Selanjutnya, menetapkan pasangan calon Erdi Dabi dan John Wilil sebagai Bupati dan Wakil Bupati terpilih Kabupaten Yalimo 2020 sesuai Berita Acara Nomor 021/PL.02.7-BA/9122/KPU-Kab/V/2021 tentang Penetapan Pasangan Calon Bupati dan Wakil Bupati Terpilih Dalam Pemilihan Bupati dan Wakil Bupati Yalimo tahun 2020 tanggal 18 Mei 2021 dan Surat Keputusan KPU Kab. Yalimo Nomor : 118/PL.02. 7-Kpt/9122/KPU-Kab/V/2021 Tentang Penetapan Pasangan Calon Bupati dan Wakil Bupati Tepilih dalam Pemilihan Bupati dan Wakil Bupati Yalimo tahun 2020 tanggal 18 Mei 2021. Terakhir, memerintahkan Komisi Pemilihan Umum (KPU) Kabupaten Yalimo untuk melaksanakan putusan ini.

“Kita buka secara terang benderang persoalan ini, di mana ada kekeliruan yang dilakukan oleh MK. Harusnya, MK juga secara fair mengakui kesalahannya dan memutuskan secara adil kepada Erdi Dabi. Faktanya, Erdi Dabi dan John Wilil sudah dua kali memenangkan Pilkada. Dalam lingkup tugas dan tanggung jawab MK, berkaca pada pelaksanaan Pilkada Serentak dan PSU, harusnya para Hakim MK yang mulia sudah memahami putusan apa yang diberikan kepada Erdi Dabi. Pendiskualifikasian seseorang karena alasan di luar kewenangannya adalah sebuah ‘kejahatan’ demokrasi,” tukas Pieter Ell.

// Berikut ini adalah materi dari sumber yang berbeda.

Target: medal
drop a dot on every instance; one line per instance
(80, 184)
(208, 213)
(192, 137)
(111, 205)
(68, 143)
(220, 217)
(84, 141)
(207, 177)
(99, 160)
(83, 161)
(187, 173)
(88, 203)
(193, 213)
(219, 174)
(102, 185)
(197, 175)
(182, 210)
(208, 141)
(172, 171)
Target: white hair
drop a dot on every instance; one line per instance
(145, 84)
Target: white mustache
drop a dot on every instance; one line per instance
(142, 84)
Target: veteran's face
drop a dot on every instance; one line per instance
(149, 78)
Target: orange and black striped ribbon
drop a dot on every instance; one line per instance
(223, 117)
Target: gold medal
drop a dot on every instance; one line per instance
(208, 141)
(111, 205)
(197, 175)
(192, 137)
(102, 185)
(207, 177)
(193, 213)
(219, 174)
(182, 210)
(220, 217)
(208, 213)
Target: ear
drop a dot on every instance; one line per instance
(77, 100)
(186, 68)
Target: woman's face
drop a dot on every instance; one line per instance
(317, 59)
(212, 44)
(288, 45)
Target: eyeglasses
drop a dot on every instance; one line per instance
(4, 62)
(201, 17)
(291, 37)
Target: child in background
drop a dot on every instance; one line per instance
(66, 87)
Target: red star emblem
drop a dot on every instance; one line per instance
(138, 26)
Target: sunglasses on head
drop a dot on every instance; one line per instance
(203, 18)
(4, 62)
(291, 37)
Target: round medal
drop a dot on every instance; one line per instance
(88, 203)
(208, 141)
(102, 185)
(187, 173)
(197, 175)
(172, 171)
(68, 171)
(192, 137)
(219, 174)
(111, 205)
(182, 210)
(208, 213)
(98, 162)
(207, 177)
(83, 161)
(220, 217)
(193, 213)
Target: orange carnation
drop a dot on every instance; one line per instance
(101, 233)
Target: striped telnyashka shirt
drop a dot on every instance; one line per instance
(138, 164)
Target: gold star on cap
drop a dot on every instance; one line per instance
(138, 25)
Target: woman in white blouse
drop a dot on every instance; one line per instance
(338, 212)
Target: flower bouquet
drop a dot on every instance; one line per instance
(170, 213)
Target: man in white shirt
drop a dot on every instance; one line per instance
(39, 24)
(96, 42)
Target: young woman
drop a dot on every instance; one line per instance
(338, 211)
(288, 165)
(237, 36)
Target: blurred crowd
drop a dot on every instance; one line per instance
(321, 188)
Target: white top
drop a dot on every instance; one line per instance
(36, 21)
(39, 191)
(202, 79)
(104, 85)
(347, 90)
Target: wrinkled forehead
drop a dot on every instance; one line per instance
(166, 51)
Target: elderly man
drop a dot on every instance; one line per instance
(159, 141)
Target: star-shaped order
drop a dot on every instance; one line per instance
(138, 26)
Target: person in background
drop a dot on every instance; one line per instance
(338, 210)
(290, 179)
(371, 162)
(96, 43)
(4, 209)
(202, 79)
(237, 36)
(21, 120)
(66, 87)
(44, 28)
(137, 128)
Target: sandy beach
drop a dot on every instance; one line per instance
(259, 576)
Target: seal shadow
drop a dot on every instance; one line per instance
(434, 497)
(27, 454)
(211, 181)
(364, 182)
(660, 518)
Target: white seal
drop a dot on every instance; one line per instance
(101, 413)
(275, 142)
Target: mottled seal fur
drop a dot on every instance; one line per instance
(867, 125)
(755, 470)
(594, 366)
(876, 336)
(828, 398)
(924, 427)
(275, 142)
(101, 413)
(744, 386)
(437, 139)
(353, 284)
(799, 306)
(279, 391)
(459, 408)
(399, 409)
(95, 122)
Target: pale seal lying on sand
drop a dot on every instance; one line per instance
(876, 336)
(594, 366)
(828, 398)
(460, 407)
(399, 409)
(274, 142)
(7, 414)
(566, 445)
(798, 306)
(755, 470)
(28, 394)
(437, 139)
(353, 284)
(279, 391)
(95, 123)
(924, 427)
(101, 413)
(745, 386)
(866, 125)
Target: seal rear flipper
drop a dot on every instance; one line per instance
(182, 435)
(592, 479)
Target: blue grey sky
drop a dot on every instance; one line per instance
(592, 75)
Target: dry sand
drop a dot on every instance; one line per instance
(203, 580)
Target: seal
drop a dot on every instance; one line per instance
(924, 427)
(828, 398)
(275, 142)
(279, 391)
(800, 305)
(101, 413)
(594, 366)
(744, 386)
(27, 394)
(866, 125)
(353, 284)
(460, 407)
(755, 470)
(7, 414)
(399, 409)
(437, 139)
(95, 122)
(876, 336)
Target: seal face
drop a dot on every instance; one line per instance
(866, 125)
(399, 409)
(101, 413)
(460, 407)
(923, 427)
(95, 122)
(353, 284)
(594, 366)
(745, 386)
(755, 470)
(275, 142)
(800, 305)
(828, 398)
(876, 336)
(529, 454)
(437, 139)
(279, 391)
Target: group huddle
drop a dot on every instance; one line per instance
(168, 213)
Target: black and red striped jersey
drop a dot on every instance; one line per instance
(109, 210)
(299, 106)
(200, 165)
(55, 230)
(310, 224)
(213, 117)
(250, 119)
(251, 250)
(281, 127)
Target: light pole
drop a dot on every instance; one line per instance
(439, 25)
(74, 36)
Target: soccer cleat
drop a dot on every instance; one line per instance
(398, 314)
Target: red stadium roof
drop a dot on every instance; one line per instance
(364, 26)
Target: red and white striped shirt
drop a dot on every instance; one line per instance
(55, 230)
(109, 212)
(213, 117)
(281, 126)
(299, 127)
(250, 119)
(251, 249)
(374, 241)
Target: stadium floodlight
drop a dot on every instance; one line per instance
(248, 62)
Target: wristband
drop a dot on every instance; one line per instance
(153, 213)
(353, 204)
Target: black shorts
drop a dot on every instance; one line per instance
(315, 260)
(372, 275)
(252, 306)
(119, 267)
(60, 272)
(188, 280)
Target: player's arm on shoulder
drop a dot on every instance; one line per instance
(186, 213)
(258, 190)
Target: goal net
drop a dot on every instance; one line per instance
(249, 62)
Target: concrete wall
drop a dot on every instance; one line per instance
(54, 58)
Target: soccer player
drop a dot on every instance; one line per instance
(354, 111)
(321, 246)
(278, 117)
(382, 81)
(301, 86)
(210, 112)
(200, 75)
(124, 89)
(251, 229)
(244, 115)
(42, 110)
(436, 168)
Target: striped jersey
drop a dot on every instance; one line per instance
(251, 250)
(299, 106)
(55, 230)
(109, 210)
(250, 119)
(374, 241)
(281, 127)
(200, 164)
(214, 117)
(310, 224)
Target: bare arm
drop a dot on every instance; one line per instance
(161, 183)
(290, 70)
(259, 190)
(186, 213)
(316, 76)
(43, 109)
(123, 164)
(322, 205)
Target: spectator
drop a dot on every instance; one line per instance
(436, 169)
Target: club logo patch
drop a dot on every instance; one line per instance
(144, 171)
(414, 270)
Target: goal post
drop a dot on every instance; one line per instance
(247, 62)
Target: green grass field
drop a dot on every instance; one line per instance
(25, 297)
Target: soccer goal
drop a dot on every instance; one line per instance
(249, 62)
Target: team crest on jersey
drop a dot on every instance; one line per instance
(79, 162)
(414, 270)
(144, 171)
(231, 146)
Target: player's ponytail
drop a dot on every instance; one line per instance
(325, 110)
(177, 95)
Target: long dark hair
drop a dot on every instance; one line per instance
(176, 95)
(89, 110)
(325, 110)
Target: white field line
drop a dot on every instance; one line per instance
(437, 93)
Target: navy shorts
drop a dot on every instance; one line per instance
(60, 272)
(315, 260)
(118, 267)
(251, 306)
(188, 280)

Ditambahkannya, dengan memutuskan Erdi Dabi-John Wilil sebagai pemenang Pilkada di Yalimo, MK sebagai pilar penegak hukum telah turut membantu terciptanya demokrasi yang sehat di Indonesia dan membuat Kabupaten Yalimo menjadi kondusif. “Kita berharap MK bisa membuka mata lebar-lebar agar melihat realitas di Yalimo saat ini akibat putusannya yang salah,” pungkasnya. (RN)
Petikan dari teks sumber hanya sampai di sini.